The pugnacious former lawyer, who faces a tough re-election battle this year, predicts that “If we do nothing, then before long, there won’t be senators from Oklahoma or Virginia, there will be senators from Citibank and Wal-Mart.” And he muses, “Maybe they will wear insignias on their $500 suits, like NASCAR drivers do.”
Grayson has already introduced five bills to curb the court’s ruling and “save our democracy.”
And yes, the congressman whose children are named Skye, Star, Sage, Storm and Stone had some fun with the bills’ titles.
There’s the Businesses Should Mind Their Own Business Act, the Public Company Responsibility Act and the End Political Kickbacks Act.
Grayson also would have publicly traded companies disclose their campaign spending in SEC filings (The Corporate Propaganda Sunshine Act) and ban cooperation between industry PACs (The Ending Corporate Collusion Act).
Grayson forgets all the special interests that helped him get elected. Lets take a look at some of the places where his 2008 campaign money came from.
Is it me or does it seem like this advocate for congressional independence take an awful lot of cash from labor unions?
In the disclosure language case, Grayson’s campaign denied any wrongdoing in sending out the appeal being investigated.

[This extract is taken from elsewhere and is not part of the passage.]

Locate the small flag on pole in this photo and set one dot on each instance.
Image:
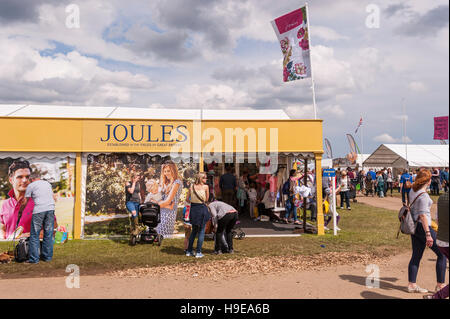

“We checked with our federal election attorney, and he told us that the complaint is entirely without merit,” spokesman Todd Jurkowski said in a statement.In all probability, this is probably a very tiny unintentional violation. But it is entertaining to see this congressional hypocrite and all-around nasty person being harassed for breaking the rules.
But the matter may not be that stark, campaign finance lawyers say. Legal experts say Grayson’s campaign undoubtedly muffed the wording on the solicitation, but they differ as to whether FEC commissioners would be heavy-handed in punishing the central Florida Democrat.
“He made a rookie mistake. You are allowed to be listed on a state candidate fundraising invitation. It needs to have a disclaimer, and you cannot request money that doesn’t comply with federal law,” one lawyer said. “This law’s been in effect for how many years? And some of these guys keep making this mistake.”
1 comment:
"the worst Supreme Court decision since the Dred Scott case"
Grayson is in all likelihood historically illiterate, and heard somewhere, sometime that Dred Scott was a bad thing, whatever that was!